One of the odd things about the Obama campaign attacking Romney by connecting him to offshoring activities at Bain Capital is that Obama has never been a particularly vocal opponent of free trade, or a notably dedicated protectionist.
In his 2006 book, The Audacity of Hope, written while Obama was a U.S. Senator, he notes that globalization is tough for workers that lose their jobs, and pays lip service to certain organized labor concerns about American firms employing workers overseas.
But he also talks to Bill Clinton's Treasury Secretary Robert Rubin, who tells him that while some U.S. workers might "face challenges" in a globalized world, he's "cautiously optimistic" that globalization will not ultimately be harmful to the overall U.S. economy. And Rubin very clearly warns that "any efforts at protectionism will be counterproductive" and will make the children of those seeking protectionist policies "worse off in the long run." Obama seems to basically agree:
I appreciated Rubin's acknowledgment that American workers might have legitimate cause for concern when it came to globalization; in my experience, most labor leaders have thought deeply about the issue and can't be dismissed as kneejerk protectionists.

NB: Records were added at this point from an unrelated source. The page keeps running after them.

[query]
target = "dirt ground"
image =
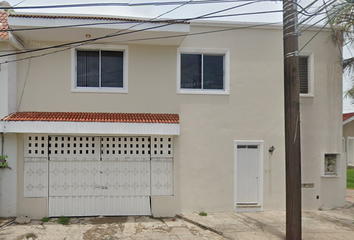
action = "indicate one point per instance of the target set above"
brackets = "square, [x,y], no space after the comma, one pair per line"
[108,228]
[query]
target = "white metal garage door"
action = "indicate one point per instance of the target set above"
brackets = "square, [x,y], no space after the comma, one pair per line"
[99,175]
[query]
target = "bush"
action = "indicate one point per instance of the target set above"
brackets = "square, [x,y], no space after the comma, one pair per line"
[63,220]
[203,214]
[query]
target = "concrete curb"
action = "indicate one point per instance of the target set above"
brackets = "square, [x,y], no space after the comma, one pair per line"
[201,225]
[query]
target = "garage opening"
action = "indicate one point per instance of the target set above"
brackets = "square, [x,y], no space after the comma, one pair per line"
[98,175]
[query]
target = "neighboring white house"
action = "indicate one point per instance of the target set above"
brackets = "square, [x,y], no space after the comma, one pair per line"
[348,137]
[160,117]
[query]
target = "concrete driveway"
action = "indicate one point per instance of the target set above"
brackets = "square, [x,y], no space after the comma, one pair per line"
[330,224]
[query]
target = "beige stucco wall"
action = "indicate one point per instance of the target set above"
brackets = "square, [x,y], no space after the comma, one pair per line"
[321,126]
[204,151]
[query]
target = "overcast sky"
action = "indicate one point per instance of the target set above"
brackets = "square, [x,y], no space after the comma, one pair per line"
[184,11]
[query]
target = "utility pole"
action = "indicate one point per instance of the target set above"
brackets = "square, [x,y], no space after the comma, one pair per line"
[292,121]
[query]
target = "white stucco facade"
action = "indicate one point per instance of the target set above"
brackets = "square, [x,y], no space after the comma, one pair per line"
[204,150]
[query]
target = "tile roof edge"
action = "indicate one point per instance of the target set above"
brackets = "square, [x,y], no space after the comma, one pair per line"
[92,17]
[7,116]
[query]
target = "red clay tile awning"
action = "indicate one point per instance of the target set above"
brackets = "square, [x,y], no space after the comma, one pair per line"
[4,34]
[347,115]
[92,117]
[91,123]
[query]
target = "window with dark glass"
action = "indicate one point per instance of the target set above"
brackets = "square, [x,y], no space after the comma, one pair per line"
[202,71]
[99,69]
[303,74]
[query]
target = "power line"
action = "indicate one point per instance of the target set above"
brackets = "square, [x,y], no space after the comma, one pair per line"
[119,33]
[142,39]
[124,22]
[165,37]
[128,4]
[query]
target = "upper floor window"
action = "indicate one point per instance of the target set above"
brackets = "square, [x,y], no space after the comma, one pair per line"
[306,74]
[203,71]
[100,70]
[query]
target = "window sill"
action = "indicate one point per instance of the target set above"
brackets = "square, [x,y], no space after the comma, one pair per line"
[99,90]
[201,92]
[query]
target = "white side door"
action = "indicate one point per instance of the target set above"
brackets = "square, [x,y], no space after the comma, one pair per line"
[247,174]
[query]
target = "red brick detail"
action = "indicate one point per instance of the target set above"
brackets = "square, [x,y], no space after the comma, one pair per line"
[92,117]
[4,27]
[347,115]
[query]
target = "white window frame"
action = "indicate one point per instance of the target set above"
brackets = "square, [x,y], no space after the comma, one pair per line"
[311,77]
[338,165]
[98,47]
[225,52]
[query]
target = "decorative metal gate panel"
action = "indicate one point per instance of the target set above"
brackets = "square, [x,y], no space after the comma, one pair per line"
[87,176]
[98,176]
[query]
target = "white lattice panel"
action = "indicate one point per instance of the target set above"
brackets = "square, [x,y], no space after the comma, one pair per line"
[126,178]
[93,206]
[74,178]
[73,148]
[36,177]
[125,148]
[161,146]
[35,145]
[162,178]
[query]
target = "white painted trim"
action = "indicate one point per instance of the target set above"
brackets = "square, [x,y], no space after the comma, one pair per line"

Still, it was hard to deny Rubin's basic insight: We can try to slow globalization, but we can't stop it. The U.S. economy is now so integrated with the rest of the world, and digital commerce so widespread, that it's hard to even imagine, much less enforce, an effective regime of protectionism.
To be sure, Obama isn't the world's most devout free-trader. But as Daniel Drezner notes at Foreign Policy, the point here isn't really that Obama loves mercantilism, or plans to govern as an ardent anti-free trader. It's that he and his messaging team think it's a winning tactic to campaign as if maybe he does.